If you spend any amount of time reading about cryptocurrency markets, it won’t take long until the subject turns to China. These topics can range from mining farms with government subsidized electricity, to major Chinese exchanges and pools, or to how “the great firewall” is affecting network traffic.
The Economic State of China
What I’d like to talk about today is an economic problem that many individuals that live in China, like myself, face every day. If you live and work in China, then you will most likely be paid in the local currency, the yuan also known as CNY (Chinese Yuan) or RMB (Ren min bi).
The Chinese government exerts very strict controls on their money, to such an extent that all banks are state-owned and all citizens are limited to only moving $50,000 USD per year out of the country. This is what’s known as either capital flight or capital outflow laws, a restriction placed on money leaving the country.
As one of the fasting growing economies in the world, China is making more millionaires than ever and at faster and faster rates.
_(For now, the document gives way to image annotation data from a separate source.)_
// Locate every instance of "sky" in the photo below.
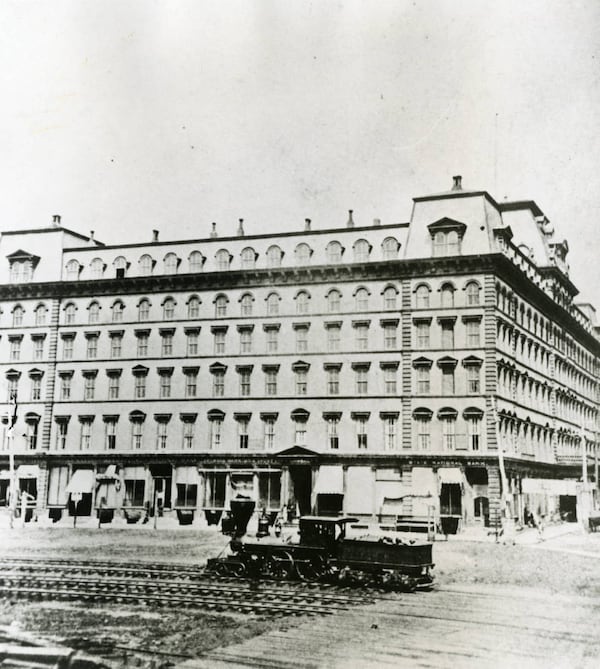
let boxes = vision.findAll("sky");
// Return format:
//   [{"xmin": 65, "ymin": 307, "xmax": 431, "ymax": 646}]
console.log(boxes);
[{"xmin": 0, "ymin": 0, "xmax": 600, "ymax": 302}]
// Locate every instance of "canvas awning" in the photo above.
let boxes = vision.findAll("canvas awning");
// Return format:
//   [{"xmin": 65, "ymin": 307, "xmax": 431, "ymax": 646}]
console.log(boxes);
[
  {"xmin": 66, "ymin": 469, "xmax": 94, "ymax": 495},
  {"xmin": 314, "ymin": 465, "xmax": 344, "ymax": 495},
  {"xmin": 17, "ymin": 465, "xmax": 40, "ymax": 479},
  {"xmin": 438, "ymin": 467, "xmax": 464, "ymax": 485}
]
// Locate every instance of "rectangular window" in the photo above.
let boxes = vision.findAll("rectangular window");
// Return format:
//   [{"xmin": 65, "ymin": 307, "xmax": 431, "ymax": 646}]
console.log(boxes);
[
  {"xmin": 83, "ymin": 374, "xmax": 96, "ymax": 400},
  {"xmin": 266, "ymin": 328, "xmax": 279, "ymax": 353},
  {"xmin": 136, "ymin": 332, "xmax": 149, "ymax": 358},
  {"xmin": 467, "ymin": 365, "xmax": 480, "ymax": 394},
  {"xmin": 327, "ymin": 417, "xmax": 340, "ymax": 451},
  {"xmin": 185, "ymin": 369, "xmax": 198, "ymax": 397},
  {"xmin": 131, "ymin": 422, "xmax": 144, "ymax": 451},
  {"xmin": 104, "ymin": 420, "xmax": 117, "ymax": 451},
  {"xmin": 239, "ymin": 369, "xmax": 252, "ymax": 397},
  {"xmin": 442, "ymin": 366, "xmax": 454, "ymax": 395},
  {"xmin": 156, "ymin": 420, "xmax": 169, "ymax": 451},
  {"xmin": 85, "ymin": 335, "xmax": 98, "ymax": 358},
  {"xmin": 33, "ymin": 337, "xmax": 44, "ymax": 360},
  {"xmin": 383, "ymin": 416, "xmax": 398, "ymax": 451},
  {"xmin": 264, "ymin": 416, "xmax": 275, "ymax": 450},
  {"xmin": 240, "ymin": 330, "xmax": 252, "ymax": 353},
  {"xmin": 210, "ymin": 420, "xmax": 223, "ymax": 449},
  {"xmin": 416, "ymin": 321, "xmax": 430, "ymax": 348},
  {"xmin": 355, "ymin": 367, "xmax": 369, "ymax": 395},
  {"xmin": 327, "ymin": 367, "xmax": 340, "ymax": 395},
  {"xmin": 214, "ymin": 330, "xmax": 226, "ymax": 355},
  {"xmin": 356, "ymin": 417, "xmax": 367, "ymax": 450},
  {"xmin": 383, "ymin": 323, "xmax": 398, "ymax": 351},
  {"xmin": 213, "ymin": 369, "xmax": 225, "ymax": 397},
  {"xmin": 10, "ymin": 339, "xmax": 21, "ymax": 360},
  {"xmin": 296, "ymin": 328, "xmax": 308, "ymax": 353},
  {"xmin": 187, "ymin": 330, "xmax": 198, "ymax": 355},
  {"xmin": 295, "ymin": 369, "xmax": 308, "ymax": 395},
  {"xmin": 133, "ymin": 374, "xmax": 146, "ymax": 400},
  {"xmin": 183, "ymin": 421, "xmax": 196, "ymax": 450},
  {"xmin": 327, "ymin": 325, "xmax": 340, "ymax": 352},
  {"xmin": 31, "ymin": 376, "xmax": 42, "ymax": 401},
  {"xmin": 417, "ymin": 367, "xmax": 430, "ymax": 395},
  {"xmin": 465, "ymin": 321, "xmax": 480, "ymax": 347},
  {"xmin": 79, "ymin": 420, "xmax": 92, "ymax": 451},
  {"xmin": 354, "ymin": 324, "xmax": 369, "ymax": 351},
  {"xmin": 108, "ymin": 374, "xmax": 120, "ymax": 400},
  {"xmin": 60, "ymin": 376, "xmax": 71, "ymax": 400},
  {"xmin": 161, "ymin": 332, "xmax": 173, "ymax": 357},
  {"xmin": 383, "ymin": 367, "xmax": 397, "ymax": 395},
  {"xmin": 441, "ymin": 321, "xmax": 454, "ymax": 348},
  {"xmin": 158, "ymin": 374, "xmax": 171, "ymax": 399},
  {"xmin": 265, "ymin": 369, "xmax": 277, "ymax": 396}
]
The result of this is thousands upon thousands of people looking for a way to safely store and grow their financial assets.
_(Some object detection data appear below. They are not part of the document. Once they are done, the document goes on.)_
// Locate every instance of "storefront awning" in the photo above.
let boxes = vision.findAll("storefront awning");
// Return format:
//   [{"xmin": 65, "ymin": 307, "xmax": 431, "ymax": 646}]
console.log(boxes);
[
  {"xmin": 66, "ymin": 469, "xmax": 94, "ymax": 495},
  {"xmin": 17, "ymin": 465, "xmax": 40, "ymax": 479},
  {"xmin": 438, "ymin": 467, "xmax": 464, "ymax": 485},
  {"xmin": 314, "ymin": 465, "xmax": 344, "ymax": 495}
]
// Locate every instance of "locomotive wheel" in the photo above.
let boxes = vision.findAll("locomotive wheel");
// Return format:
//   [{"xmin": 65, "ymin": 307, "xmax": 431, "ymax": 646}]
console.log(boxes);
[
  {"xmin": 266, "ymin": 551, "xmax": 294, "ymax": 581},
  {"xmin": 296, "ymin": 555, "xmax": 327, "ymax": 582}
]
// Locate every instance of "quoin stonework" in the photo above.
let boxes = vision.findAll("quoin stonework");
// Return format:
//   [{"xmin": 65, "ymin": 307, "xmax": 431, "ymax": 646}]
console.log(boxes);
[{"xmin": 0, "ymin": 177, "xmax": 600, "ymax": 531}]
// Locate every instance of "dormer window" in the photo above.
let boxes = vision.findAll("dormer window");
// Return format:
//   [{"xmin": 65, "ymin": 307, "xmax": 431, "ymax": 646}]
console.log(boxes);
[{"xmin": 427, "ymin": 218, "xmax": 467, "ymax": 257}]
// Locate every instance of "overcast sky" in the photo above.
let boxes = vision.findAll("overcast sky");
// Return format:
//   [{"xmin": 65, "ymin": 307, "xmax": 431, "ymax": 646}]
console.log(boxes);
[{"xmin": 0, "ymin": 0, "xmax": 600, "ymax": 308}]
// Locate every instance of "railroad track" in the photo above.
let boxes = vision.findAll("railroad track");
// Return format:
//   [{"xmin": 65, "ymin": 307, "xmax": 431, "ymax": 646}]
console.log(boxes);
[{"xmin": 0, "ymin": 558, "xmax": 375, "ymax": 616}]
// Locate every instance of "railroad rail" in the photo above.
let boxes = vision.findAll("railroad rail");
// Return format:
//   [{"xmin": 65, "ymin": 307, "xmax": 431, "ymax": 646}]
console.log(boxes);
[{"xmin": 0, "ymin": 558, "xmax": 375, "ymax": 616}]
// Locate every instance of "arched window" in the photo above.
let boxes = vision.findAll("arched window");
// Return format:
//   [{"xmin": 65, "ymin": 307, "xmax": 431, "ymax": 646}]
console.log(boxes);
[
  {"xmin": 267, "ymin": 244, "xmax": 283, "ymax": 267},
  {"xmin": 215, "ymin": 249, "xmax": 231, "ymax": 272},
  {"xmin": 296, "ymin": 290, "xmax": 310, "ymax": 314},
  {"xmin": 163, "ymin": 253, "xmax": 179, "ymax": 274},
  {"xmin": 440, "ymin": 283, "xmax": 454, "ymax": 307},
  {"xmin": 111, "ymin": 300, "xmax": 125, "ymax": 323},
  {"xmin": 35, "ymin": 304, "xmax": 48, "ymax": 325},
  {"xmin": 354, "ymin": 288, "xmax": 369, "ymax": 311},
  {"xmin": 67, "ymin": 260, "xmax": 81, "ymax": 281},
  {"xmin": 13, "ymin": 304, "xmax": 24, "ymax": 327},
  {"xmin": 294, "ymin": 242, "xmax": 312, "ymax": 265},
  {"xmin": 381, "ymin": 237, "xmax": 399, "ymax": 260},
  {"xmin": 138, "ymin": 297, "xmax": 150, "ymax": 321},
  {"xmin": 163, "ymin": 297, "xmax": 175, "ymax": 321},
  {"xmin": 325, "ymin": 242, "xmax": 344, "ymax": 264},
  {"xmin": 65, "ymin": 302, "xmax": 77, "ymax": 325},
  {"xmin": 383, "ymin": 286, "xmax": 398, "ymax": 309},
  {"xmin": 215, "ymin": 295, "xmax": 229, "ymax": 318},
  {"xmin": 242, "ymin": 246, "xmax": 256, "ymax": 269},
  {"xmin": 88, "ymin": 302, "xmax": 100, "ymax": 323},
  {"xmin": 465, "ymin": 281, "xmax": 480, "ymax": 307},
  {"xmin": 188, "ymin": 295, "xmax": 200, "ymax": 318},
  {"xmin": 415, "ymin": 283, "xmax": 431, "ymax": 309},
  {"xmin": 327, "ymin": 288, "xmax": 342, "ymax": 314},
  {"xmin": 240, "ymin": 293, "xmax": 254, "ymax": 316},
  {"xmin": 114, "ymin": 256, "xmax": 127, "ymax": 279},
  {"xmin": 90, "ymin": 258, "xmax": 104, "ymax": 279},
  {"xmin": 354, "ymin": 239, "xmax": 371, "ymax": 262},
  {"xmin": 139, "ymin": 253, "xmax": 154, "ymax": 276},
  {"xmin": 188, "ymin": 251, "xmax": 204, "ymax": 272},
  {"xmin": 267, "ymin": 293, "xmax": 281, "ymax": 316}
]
Chinese Investors Look for Alternative Options
If the Chinese market was like any major Western country, investors would look at stocks, bonds, and other traditional investments to satisfy their needs. However, in China, the stock market is unreliable, and many feel that it is currently in a bubble that is just waiting to pop. The bond market only offers returns in the sub-single digits, and there are so many investment scams trying to lure high yield seekers that many have lost faith in domestic investments.
The first result of this fear has been the rampant buying up of property and assets overseas. The Guardian did a write up on the situation in Vancouver, Canada, about how housing prices have skyrocketed due to foreign investment, mainly by mainland Chinese, who are buying houses purely as an investment and leaving them empty, thus leaving large swathes of the city as a ghost town and the locals in a justified fury.
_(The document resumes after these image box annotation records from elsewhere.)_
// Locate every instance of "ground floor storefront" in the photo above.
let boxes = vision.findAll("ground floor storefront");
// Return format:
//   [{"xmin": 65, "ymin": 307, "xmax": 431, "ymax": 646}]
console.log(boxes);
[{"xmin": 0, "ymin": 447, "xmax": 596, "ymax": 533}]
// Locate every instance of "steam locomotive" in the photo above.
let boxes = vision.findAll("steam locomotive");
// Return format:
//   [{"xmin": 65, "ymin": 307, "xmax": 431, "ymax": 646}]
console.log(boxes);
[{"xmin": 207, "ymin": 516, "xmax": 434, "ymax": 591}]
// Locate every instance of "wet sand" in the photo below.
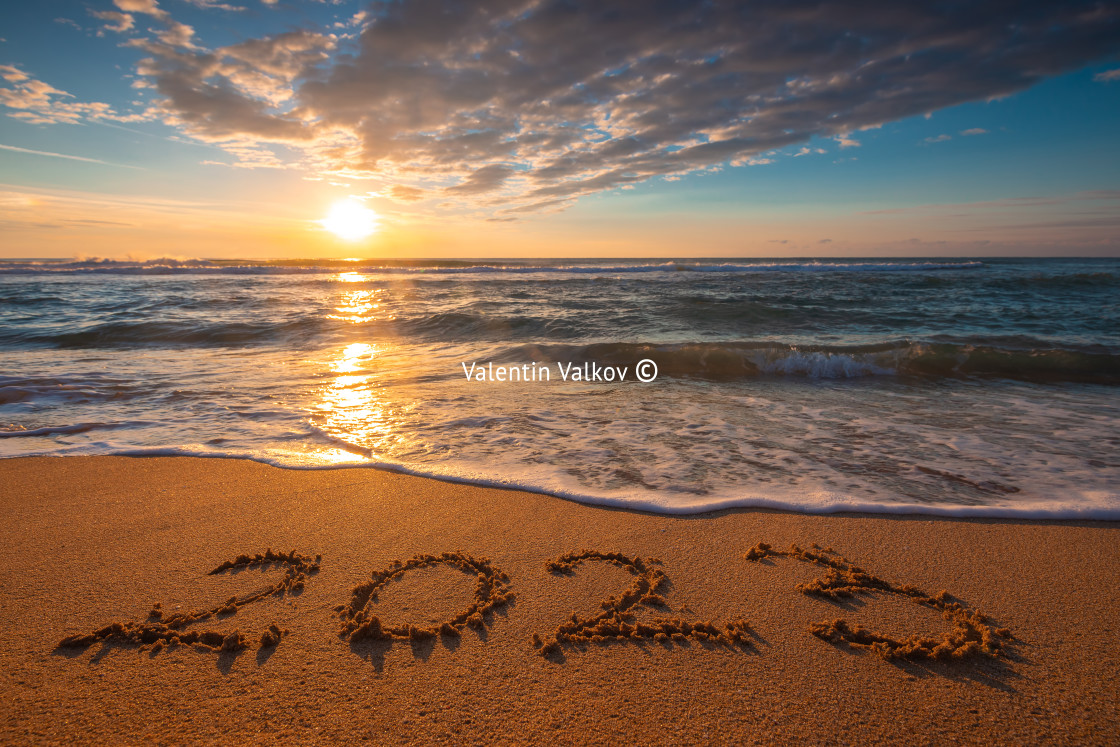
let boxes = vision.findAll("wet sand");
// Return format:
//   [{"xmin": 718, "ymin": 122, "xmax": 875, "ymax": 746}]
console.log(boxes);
[{"xmin": 0, "ymin": 457, "xmax": 1120, "ymax": 745}]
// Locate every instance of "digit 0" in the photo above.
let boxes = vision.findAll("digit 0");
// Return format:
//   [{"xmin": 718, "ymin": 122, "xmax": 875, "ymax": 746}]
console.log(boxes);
[{"xmin": 335, "ymin": 550, "xmax": 514, "ymax": 641}]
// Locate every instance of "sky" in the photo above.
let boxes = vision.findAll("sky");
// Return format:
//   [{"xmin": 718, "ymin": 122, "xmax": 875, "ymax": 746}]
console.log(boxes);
[{"xmin": 0, "ymin": 0, "xmax": 1120, "ymax": 259}]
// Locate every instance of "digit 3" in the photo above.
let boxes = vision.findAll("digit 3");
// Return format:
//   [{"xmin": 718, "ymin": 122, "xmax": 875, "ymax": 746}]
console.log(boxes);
[
  {"xmin": 743, "ymin": 542, "xmax": 1012, "ymax": 661},
  {"xmin": 335, "ymin": 551, "xmax": 514, "ymax": 641},
  {"xmin": 58, "ymin": 548, "xmax": 321, "ymax": 651},
  {"xmin": 533, "ymin": 550, "xmax": 752, "ymax": 656}
]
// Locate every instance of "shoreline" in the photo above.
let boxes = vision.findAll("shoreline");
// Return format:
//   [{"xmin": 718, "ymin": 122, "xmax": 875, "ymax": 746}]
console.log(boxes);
[
  {"xmin": 0, "ymin": 456, "xmax": 1120, "ymax": 744},
  {"xmin": 0, "ymin": 447, "xmax": 1120, "ymax": 523}
]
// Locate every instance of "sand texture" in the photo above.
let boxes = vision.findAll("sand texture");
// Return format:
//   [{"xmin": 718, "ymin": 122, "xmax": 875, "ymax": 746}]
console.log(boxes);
[{"xmin": 0, "ymin": 457, "xmax": 1120, "ymax": 745}]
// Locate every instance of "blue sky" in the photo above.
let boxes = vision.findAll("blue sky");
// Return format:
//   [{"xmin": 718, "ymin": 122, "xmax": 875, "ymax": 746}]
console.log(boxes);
[{"xmin": 0, "ymin": 0, "xmax": 1120, "ymax": 256}]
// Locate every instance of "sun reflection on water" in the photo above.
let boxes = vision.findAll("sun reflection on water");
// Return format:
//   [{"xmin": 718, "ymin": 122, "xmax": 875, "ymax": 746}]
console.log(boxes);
[{"xmin": 311, "ymin": 343, "xmax": 421, "ymax": 464}]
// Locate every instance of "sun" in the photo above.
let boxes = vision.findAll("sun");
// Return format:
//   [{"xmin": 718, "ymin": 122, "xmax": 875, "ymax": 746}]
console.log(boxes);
[{"xmin": 319, "ymin": 199, "xmax": 377, "ymax": 241}]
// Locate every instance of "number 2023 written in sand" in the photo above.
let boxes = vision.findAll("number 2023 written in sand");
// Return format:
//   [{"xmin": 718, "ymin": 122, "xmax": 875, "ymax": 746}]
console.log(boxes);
[{"xmin": 58, "ymin": 542, "xmax": 1012, "ymax": 660}]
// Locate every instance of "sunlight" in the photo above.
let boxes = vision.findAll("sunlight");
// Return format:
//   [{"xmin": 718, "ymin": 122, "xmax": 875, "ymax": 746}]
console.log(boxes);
[{"xmin": 319, "ymin": 198, "xmax": 379, "ymax": 241}]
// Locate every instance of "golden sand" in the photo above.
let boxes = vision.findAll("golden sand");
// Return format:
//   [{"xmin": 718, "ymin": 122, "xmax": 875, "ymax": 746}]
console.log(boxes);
[{"xmin": 0, "ymin": 457, "xmax": 1120, "ymax": 745}]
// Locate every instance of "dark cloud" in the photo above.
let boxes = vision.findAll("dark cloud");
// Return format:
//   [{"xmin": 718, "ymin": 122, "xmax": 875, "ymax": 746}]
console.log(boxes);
[{"xmin": 118, "ymin": 0, "xmax": 1120, "ymax": 212}]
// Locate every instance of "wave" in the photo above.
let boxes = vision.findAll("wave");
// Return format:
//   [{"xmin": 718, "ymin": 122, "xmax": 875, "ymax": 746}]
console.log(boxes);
[
  {"xmin": 0, "ymin": 258, "xmax": 983, "ymax": 276},
  {"xmin": 13, "ymin": 442, "xmax": 1120, "ymax": 521},
  {"xmin": 0, "ymin": 420, "xmax": 151, "ymax": 438},
  {"xmin": 506, "ymin": 340, "xmax": 1120, "ymax": 384},
  {"xmin": 0, "ymin": 317, "xmax": 330, "ymax": 348}
]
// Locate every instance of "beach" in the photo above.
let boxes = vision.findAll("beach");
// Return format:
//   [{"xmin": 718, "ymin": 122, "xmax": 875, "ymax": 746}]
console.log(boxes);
[{"xmin": 0, "ymin": 456, "xmax": 1120, "ymax": 744}]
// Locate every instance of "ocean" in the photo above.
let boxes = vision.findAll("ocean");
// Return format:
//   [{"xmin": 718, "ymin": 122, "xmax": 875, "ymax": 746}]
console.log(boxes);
[{"xmin": 0, "ymin": 259, "xmax": 1120, "ymax": 520}]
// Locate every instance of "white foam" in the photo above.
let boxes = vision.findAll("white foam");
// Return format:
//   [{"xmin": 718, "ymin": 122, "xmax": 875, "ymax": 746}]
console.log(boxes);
[{"xmin": 8, "ymin": 442, "xmax": 1120, "ymax": 521}]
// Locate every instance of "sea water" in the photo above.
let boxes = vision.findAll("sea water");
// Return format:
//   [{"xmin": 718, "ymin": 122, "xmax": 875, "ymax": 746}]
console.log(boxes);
[{"xmin": 0, "ymin": 259, "xmax": 1120, "ymax": 520}]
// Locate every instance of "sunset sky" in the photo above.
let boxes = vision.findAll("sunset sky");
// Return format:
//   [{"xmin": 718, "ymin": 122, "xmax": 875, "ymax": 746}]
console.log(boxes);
[{"xmin": 0, "ymin": 0, "xmax": 1120, "ymax": 258}]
This has also happened in the domestic real estate market, with houses in major cities quickly bought up by speculators before they are even built.
Cryptocurrency Markets for Chinese Investors
So how do cryptocurrency assets fit into all of this?
Crypto assets, especially Bitcoin and Litecoin at the moment, represent to many of the wealthy and financially open-minded Chinese an opportunity to accomplish almost all of their financial goals at once – all free from government interference.
Crypto assets allow these investors a way to sidestep capital flight laws to protect themselves from quick changes in the value of the Yuan. These digital assets also act as an investment, allowing for profitable speculation and decent returns. Lastly, crypto assets offer a way to store asset value that is outside the reach of the Chinese government.
The Influence of Chinese Cryptocurrency Investors
According to a piece that appeared in The Merkle, the recent rise in price for Litecoin was largely due to Chinese investment. It has also been hypothesized that Bitmain, the produce of the Ant Miner ASICs and AntPool, has a huge influence on Bitcoin and Litecoin pricing.
So what does this mean for the average crypto asset holder who isn’t from China?
It means that we should continue to see more and more growth in the markets as more and more Chinese investors wake up to the idea of crypto assets. This form of investment is still not mainstream in China, as most investors still prefer real estate.
However, with laws in many cities like Vancouver quickly changing to prevent rampant speculation, we are likely to see even more investors move into the cryptocurrency markets – especially for Bitcoin and Litecoin.